Acciaio «Siamo molto soddisfatti e questa decisione va incontro a quanto avevamo chiesto alla Commissione, con una lettera firmata da tutta la delegazione del Movimento 5 stelle al parlamento europeo e da altri otto eurodeputati.  La scelta iniziale infatti avrebbe seriamente danneggiato la filiera siderurgica italiana e minacciato l’industria d’eccellenza umbra, Acciai Speciali di Terni. È con convinzione che ho portato avanti l’iniziativa – commenta l’eurodeputata Daniela Rondinelli -, sconcertata dalla possibilità che la Commissione europea potesse assumere una posizione così lontana dalla logica del Green new deal. Grazie al nostro intervento abbiamo sollevato il caso in Europa: nostro obiettivo era ed è salvaguardare  l’Ast di Terni, fiore all’occhiello italiano ed europeo.
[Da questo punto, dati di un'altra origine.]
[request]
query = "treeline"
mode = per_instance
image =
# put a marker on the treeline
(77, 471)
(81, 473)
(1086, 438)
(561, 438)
Deve essere chiaro che i prodotti e la produzione di qualità, se proiettata verso la sostenibilità e la transizione energetica, devono essere tutelati a ogni costo».
 
Cbam E non manca il plauso di Forza Itlaia: «In qualità di vicepresidente del gruppo Forza Italia alla Camera dei deputati voglio sentitamente ringraziare il presidente Antonio Tajani per la forte spinta che ha dato in Europa, attraverso un’ interrogazione depositata in commissione e informali interlocuzioni con le istituzioni europee, per inserire l’acciaio inox nella nuova proposta di regolamento europeo per il meccanismo di adeguamento del carbonio alla frontiera – commenta Raffaele Nevi -. Questo permetterà di avere uno strumento fondamentale per proteggere i nostri stabilimenti di acciaio inox, primo fra tutti Terni, dalla concorrenza sleale degli asiatici. Forza Italia ancora una volta, con atti concreti, si trova dalla parte giusta: al fianco dell’industria siderurgica del nostro paese che per noi è un valore assoluto da salvaguardare».